Labour strategists admitted the threat of a 2023 poll helps Starmer reinforce the need for urgent change in his party, which suffered a major setback on May 6 when it lost the Hartlepool by-election to the Conservatives and suffered significant losses in polls to local councils.

So why would Johnson go for a 2023 election? Labour’s thinking is based partly on economic calculations that suggest this might be a sweet spot when Britons are still basking in the glow of the end of the pandemic.

After the UK recorded the worst economic downturn in 300 years in 2020, the outlook for 2021 has been getting brighter every month, with economists revising up their growth forecasts as the government stepped up its Covid-19 vaccination programme and companies coped better than expected with the latest round of lockdown restrictions.

With the public finances already proving stronger than anticipated in the current financial year, chancellor Rishi Sunak should be in a position to use his autumn Budget to announce additional public spending in 2022-23 to help speed the recovery from Covid-19.

He might even be able to rein-in some of his planned tax increases, such as the freezing of the income tax personal allowance, which is due to start next April.

By the spring 2023, the Bank of England predicts unemployment will fall back to its pre-pandemic level of 4.3 per cent.

Julian Jessop, an independent economist, said: “The good news of the strong economic recovery is the opportunity it gives the chancellor to reverse planned spending cuts and even spray a few extra goodies around the economy.” 

But memories of the recovery could begin to dim after 2023, and some of the lingering costs of the pandemic and Brexit are more likely to show if Johnson opts for an election in 2024. 

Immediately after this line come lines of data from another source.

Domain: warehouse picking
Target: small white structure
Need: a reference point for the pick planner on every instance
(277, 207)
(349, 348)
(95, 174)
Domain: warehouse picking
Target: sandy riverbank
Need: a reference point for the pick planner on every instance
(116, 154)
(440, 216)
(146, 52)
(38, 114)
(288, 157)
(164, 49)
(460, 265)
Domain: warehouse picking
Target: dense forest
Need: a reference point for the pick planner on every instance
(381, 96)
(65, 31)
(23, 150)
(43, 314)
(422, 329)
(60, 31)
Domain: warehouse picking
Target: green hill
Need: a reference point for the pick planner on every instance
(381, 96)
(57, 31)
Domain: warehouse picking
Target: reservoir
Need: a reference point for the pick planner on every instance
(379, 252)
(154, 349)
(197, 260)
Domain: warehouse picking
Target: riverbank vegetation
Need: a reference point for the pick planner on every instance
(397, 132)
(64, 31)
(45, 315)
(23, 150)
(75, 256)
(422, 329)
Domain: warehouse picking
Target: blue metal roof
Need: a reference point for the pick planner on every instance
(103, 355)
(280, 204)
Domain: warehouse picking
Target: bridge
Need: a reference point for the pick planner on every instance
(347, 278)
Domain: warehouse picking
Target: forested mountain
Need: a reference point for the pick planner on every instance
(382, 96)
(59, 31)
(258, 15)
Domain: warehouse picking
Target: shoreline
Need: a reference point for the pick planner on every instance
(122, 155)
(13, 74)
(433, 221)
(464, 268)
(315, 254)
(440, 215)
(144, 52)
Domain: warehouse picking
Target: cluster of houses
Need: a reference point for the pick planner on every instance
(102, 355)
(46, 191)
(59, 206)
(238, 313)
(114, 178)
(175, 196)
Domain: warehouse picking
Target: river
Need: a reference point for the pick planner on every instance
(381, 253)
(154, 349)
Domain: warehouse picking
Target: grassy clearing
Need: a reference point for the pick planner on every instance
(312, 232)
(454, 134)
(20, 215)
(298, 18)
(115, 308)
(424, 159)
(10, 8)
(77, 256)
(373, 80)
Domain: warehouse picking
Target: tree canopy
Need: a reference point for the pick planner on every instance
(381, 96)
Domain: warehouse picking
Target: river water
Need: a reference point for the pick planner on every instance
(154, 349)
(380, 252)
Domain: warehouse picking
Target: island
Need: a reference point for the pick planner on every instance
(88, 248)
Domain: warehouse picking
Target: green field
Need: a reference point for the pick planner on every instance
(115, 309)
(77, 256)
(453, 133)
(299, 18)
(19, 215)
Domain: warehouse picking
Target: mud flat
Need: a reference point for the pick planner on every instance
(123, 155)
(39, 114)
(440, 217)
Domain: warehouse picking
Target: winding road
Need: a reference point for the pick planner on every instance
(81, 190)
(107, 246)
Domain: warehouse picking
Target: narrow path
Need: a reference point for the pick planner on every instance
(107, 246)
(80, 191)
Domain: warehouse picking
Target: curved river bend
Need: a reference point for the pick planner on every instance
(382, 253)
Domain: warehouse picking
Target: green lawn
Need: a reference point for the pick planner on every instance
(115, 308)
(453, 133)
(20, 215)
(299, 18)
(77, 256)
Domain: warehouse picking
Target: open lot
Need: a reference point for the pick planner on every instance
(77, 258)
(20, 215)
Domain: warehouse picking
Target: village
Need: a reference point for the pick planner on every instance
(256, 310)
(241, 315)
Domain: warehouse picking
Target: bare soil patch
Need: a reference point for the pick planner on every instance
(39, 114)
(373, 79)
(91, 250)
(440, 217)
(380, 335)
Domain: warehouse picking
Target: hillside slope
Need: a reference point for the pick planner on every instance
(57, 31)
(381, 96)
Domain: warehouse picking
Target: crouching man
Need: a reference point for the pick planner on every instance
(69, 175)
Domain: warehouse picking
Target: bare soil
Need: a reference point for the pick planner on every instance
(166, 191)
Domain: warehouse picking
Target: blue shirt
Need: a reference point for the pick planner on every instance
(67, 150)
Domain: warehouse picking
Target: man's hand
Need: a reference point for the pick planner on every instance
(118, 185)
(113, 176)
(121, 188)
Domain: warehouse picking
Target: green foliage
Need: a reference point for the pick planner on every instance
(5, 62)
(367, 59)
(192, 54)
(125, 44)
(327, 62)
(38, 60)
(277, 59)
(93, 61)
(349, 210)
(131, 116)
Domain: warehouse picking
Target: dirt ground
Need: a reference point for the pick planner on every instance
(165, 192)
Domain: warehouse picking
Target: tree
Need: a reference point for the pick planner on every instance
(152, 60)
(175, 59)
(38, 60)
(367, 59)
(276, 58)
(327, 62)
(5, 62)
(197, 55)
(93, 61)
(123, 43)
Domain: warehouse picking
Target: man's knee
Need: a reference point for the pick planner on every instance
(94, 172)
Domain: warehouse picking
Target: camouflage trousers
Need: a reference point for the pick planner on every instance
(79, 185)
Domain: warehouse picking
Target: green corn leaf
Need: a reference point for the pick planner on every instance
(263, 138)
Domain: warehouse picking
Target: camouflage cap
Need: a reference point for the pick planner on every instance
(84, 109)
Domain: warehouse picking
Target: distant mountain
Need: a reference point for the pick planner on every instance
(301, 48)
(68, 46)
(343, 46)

Interest rates are likely to start rising in 2023, making borrowing more expensive, and if the government’s economic stimulus has proved excessive, this could become evident in persistent inflation.

Johnson will also weigh up political considerations. The public inquiry into Covid-19 will be set up in early 2022 and Johnson would prefer that its conclusions — likely to be critical of the prime minister’s early handling of the pandemic — are presented safely the other side of an election.

Another factor is a review of parliamentary constituency boundaries, to be concluded by July 2023, which will add 10 seats in England, where the Tories are strongest, and cut two in Scotland and eight in Wales, where the party is weakest.

It has long been assumed that Johnson would wait to fight the next election on the new boundaries, which will result in fewer constituencies in northern England and an additional six seats in the south-east.

But given recent Conservative electoral gains in the north, and a relatively strong performance by Labour in the south-east, some ministers admitted the boundary review might not be quite as favourable to Johnson as previously thought.

Johnson’s closest allies are convinced that the spring or summer of 2024 are the most likely dates for the next election.

“That would still give us six months until we had to go the polls, so we wouldn’t be running up against the clock,” said one.

But from early next year, with the Fixed-Term Parliaments Act repealed, Johnson will be able to keep everyone guessing.